Safaricom may back out of M-Akiba deal over Govt delay

“Perhaps we should de-focus a little bit from M-Akiba and focus much more on stocks and shares”  Bob Collymore

Safaricom’s partnership deal with Kenyan Government to bring into the market a mobile traded bond became endangered thanks to reports that Treasury had postponed the launch of M-Akiba for the fourth time in 2016 citing high trading costs.

In an interview with CCTV, Safaricom CEO Bob Collymore for the first time raised the possibility of backing out of the deal citing disappointment from the Government for delaying the Sh5 Billion M-Akiba launch for several occasions despite all systems already in place.

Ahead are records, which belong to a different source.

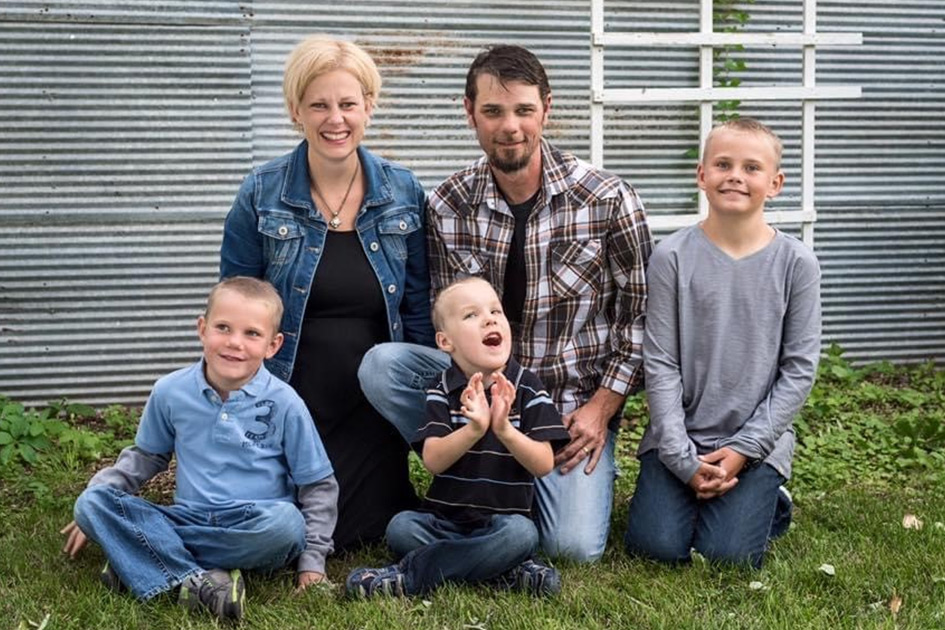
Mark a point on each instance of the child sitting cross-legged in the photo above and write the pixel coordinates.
(490, 431)
(254, 487)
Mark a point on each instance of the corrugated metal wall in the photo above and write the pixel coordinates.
(125, 128)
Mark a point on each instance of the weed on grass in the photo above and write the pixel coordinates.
(869, 455)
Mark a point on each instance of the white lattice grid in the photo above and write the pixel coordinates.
(706, 39)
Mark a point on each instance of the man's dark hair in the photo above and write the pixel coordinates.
(508, 63)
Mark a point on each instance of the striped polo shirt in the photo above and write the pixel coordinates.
(487, 479)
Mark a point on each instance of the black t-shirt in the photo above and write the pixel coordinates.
(513, 293)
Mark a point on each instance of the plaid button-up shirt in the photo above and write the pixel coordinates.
(586, 248)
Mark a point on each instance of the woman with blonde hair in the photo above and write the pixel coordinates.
(339, 232)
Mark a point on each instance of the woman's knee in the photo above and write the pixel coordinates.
(93, 501)
(583, 548)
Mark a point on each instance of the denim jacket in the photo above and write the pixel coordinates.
(273, 231)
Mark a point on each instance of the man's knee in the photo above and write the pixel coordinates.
(407, 531)
(519, 532)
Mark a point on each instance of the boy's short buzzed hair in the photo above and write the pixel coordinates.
(749, 125)
(252, 289)
(437, 313)
(508, 63)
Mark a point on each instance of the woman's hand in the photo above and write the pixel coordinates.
(75, 539)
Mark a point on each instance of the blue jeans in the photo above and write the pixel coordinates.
(153, 548)
(666, 519)
(433, 550)
(573, 510)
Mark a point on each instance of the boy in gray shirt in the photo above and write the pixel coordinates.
(730, 351)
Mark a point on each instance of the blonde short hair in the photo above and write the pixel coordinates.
(749, 125)
(251, 289)
(320, 54)
(437, 311)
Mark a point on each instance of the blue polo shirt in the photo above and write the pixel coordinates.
(258, 445)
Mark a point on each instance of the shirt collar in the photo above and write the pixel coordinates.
(296, 188)
(254, 387)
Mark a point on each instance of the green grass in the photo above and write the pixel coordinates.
(848, 514)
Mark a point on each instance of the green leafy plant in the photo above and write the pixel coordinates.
(25, 433)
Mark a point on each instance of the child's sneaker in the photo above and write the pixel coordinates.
(782, 514)
(110, 579)
(366, 582)
(533, 578)
(222, 592)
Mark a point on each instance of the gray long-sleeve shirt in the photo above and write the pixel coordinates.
(730, 349)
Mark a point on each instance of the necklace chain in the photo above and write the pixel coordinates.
(334, 223)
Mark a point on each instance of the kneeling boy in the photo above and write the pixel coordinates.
(254, 487)
(730, 349)
(490, 430)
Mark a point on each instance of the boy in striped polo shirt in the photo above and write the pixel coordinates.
(491, 428)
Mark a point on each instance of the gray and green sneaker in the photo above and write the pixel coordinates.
(220, 591)
(533, 578)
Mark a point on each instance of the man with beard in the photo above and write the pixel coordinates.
(566, 245)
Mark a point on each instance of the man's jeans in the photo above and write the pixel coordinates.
(433, 550)
(573, 510)
(153, 548)
(666, 519)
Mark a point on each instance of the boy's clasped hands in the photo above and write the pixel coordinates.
(717, 473)
(476, 406)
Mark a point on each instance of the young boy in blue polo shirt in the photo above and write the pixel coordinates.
(731, 348)
(255, 489)
(490, 430)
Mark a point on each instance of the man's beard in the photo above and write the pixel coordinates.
(497, 162)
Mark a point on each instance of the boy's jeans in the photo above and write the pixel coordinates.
(153, 548)
(573, 510)
(666, 519)
(434, 550)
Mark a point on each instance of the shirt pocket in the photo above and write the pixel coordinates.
(464, 263)
(576, 269)
(283, 236)
(393, 232)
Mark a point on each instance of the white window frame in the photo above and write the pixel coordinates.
(807, 93)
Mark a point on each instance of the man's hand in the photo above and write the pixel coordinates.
(475, 406)
(75, 539)
(588, 428)
(308, 578)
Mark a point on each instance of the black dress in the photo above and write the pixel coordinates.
(345, 316)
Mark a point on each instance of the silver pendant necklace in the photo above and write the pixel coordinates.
(335, 222)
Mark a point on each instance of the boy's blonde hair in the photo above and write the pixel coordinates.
(318, 55)
(437, 313)
(251, 289)
(749, 125)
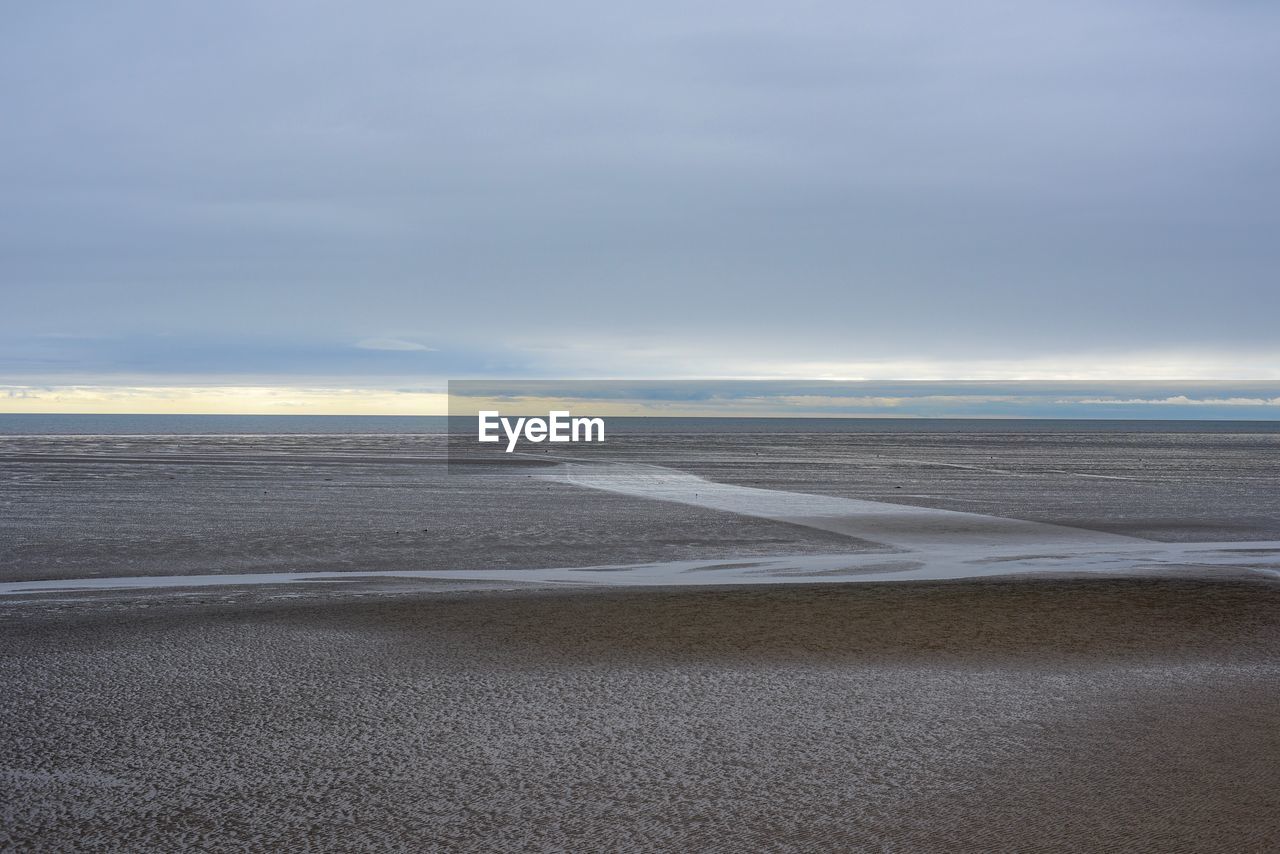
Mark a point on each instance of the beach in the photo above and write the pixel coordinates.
(700, 643)
(991, 715)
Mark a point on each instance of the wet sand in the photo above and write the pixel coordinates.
(1079, 715)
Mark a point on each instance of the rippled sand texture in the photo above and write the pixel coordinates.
(1082, 716)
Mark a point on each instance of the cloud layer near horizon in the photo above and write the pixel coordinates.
(337, 195)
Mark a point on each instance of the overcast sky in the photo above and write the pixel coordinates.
(387, 195)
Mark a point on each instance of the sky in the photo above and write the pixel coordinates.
(312, 206)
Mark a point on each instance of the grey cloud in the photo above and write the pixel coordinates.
(814, 182)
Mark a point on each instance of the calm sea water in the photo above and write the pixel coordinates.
(31, 424)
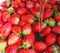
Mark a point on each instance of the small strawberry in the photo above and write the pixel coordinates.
(16, 29)
(3, 45)
(28, 41)
(47, 14)
(27, 51)
(26, 29)
(56, 29)
(46, 31)
(52, 49)
(58, 40)
(40, 46)
(5, 16)
(29, 4)
(22, 11)
(14, 20)
(52, 1)
(12, 49)
(50, 39)
(5, 30)
(13, 38)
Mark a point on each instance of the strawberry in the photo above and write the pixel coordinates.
(27, 51)
(3, 45)
(13, 38)
(47, 14)
(22, 11)
(52, 2)
(40, 46)
(25, 18)
(5, 30)
(50, 39)
(57, 18)
(14, 20)
(56, 29)
(28, 41)
(29, 4)
(46, 31)
(58, 40)
(16, 29)
(5, 16)
(52, 49)
(12, 49)
(26, 29)
(1, 23)
(48, 6)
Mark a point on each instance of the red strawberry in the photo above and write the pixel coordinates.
(58, 40)
(26, 29)
(52, 49)
(1, 23)
(28, 40)
(6, 29)
(46, 31)
(5, 16)
(14, 20)
(27, 51)
(40, 46)
(13, 38)
(25, 18)
(22, 11)
(52, 1)
(56, 29)
(47, 6)
(47, 14)
(57, 18)
(29, 4)
(16, 29)
(50, 39)
(12, 49)
(15, 5)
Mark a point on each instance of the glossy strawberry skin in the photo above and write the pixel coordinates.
(56, 29)
(13, 38)
(12, 49)
(58, 40)
(47, 14)
(46, 31)
(40, 46)
(6, 29)
(27, 51)
(50, 39)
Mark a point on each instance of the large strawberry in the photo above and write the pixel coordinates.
(52, 49)
(50, 39)
(26, 29)
(14, 20)
(13, 38)
(58, 40)
(47, 14)
(56, 29)
(27, 51)
(5, 16)
(28, 41)
(6, 29)
(46, 31)
(3, 45)
(40, 46)
(12, 49)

Collymore added that they were currently in talks with stock brokers to link the platform to the Nairobi Securities Exchange to give kenyans an opportunity to trade shares from the comfort of their mobile devices by the first quarter of 2017.

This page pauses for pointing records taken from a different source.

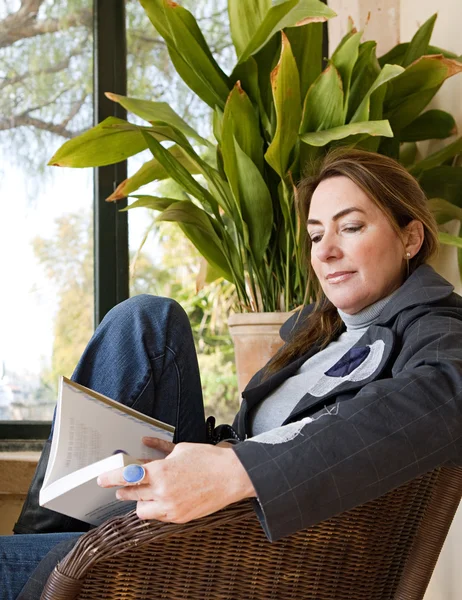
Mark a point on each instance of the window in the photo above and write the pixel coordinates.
(46, 241)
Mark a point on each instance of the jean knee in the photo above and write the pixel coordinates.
(146, 307)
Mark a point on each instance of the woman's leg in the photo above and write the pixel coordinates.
(20, 555)
(142, 354)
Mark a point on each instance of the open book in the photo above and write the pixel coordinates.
(93, 434)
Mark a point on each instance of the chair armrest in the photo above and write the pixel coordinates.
(128, 532)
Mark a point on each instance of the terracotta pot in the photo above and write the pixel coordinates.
(256, 339)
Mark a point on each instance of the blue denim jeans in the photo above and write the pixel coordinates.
(142, 354)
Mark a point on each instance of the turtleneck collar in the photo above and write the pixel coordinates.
(366, 316)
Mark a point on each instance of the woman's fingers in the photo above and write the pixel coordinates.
(158, 444)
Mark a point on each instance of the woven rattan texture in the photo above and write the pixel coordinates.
(358, 555)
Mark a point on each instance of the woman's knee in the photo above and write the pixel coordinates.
(146, 306)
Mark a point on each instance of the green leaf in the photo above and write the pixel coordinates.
(202, 89)
(438, 158)
(188, 50)
(256, 203)
(217, 123)
(151, 171)
(157, 112)
(197, 226)
(344, 58)
(450, 240)
(444, 211)
(306, 44)
(240, 120)
(321, 138)
(244, 20)
(323, 107)
(190, 44)
(287, 100)
(409, 109)
(247, 74)
(443, 182)
(386, 74)
(430, 125)
(152, 202)
(177, 172)
(396, 55)
(424, 74)
(407, 154)
(409, 93)
(102, 145)
(418, 46)
(365, 72)
(285, 13)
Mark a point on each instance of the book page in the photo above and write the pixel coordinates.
(90, 427)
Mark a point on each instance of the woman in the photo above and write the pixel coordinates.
(365, 395)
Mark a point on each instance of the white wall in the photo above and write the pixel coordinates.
(390, 22)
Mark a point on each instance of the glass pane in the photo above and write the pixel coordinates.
(163, 261)
(46, 305)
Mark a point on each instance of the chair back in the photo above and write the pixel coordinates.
(383, 550)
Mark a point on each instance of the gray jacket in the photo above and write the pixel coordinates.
(392, 418)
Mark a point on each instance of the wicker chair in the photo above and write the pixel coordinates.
(385, 549)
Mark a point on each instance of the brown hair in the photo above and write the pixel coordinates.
(401, 199)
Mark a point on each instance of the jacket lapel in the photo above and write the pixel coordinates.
(381, 341)
(422, 287)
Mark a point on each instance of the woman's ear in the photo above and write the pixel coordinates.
(413, 237)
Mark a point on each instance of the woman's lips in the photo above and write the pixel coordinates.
(339, 276)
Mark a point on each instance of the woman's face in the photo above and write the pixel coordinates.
(356, 254)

“It will be a little bit of a shame for the government because there is a lot of money out the in the informal sector and if that money gets swept into securities, stocks and shares, then there is less available for the government coffers,” said Bob Collymore. “We just need to get some partners and open up the conversation with the partners because we don’t want to be a stockbroker,” he added.

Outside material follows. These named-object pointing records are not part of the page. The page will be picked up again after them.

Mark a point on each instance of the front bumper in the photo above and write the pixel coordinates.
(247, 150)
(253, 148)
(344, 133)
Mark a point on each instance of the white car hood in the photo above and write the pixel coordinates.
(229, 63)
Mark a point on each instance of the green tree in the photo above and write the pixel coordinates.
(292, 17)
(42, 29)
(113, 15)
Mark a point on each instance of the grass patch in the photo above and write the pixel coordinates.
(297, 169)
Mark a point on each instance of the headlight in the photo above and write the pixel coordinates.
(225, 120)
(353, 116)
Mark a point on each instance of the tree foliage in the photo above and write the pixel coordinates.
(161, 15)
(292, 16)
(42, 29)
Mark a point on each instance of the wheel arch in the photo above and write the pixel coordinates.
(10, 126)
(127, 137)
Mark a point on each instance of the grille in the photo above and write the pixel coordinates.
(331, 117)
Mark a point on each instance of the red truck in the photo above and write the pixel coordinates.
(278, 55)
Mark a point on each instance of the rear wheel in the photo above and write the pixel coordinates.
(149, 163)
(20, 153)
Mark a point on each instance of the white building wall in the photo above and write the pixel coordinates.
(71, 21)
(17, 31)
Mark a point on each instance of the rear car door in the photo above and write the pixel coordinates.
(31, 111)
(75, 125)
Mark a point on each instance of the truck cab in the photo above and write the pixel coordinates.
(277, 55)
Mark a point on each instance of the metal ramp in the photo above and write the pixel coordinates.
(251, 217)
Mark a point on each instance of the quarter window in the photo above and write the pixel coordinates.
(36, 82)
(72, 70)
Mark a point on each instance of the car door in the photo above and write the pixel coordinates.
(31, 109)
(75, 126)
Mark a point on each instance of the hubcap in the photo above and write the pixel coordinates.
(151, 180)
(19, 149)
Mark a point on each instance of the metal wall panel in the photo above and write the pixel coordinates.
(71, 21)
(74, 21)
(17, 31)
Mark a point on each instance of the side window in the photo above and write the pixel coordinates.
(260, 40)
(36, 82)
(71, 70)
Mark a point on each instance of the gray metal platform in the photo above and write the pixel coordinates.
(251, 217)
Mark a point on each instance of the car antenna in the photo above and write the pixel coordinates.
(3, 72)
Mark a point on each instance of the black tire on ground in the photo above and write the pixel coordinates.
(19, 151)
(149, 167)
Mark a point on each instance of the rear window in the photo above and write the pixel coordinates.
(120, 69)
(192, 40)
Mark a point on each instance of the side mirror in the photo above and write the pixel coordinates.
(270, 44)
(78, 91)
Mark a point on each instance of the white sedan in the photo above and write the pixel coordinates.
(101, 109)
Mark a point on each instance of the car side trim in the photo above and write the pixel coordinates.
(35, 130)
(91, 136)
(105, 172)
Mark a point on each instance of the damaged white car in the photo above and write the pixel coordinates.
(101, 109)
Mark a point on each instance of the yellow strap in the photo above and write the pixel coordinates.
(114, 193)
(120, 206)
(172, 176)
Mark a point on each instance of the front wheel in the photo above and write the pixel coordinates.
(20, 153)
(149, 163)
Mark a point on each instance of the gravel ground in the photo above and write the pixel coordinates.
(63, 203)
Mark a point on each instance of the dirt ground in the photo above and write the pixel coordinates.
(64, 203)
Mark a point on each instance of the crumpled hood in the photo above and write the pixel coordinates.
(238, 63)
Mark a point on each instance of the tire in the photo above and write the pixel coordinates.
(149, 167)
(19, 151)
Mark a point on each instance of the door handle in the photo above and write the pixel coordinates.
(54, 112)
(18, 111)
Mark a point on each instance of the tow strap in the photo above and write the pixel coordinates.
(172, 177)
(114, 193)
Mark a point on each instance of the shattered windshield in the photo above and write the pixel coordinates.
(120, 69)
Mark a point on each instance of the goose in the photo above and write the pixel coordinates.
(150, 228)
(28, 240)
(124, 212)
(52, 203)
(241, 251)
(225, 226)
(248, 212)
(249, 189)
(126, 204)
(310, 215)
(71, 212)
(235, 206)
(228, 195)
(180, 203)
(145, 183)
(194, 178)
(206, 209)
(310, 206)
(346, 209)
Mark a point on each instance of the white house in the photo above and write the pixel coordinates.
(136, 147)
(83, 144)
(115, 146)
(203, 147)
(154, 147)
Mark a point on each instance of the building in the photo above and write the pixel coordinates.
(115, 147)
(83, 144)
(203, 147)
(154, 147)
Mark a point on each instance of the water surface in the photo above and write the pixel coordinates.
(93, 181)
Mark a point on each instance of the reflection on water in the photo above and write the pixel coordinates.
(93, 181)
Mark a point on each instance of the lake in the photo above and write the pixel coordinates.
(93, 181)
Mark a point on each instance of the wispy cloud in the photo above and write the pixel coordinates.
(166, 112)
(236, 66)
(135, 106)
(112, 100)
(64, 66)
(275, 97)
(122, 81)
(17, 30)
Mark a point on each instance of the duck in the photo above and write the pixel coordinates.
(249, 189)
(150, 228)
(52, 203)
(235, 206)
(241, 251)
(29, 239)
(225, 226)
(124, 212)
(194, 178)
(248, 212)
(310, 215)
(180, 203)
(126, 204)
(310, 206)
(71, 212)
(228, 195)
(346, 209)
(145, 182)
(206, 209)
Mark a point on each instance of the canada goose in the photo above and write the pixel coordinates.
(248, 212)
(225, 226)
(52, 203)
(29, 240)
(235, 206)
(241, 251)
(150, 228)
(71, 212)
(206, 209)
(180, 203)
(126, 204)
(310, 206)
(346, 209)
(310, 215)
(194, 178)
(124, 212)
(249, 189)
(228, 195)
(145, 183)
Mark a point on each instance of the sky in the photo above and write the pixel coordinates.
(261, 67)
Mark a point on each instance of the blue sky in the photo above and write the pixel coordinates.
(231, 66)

Earlier this month, The East African reported that Treasury had postpone the launch of the M-Akiba bond on concerns of high trading costs which would possibly erase investor returns.

About M-Akiba

This is a mobile phone-based purchase of govt bond proposed by the Nairobi Securities Exchange(NSE), the Capital Markets Authority (CMA) and the National Treasury. The most interesting fact is that it proposes to lower the minimum amount needed to purchase bonds from Sh50,000 to Sh3,000.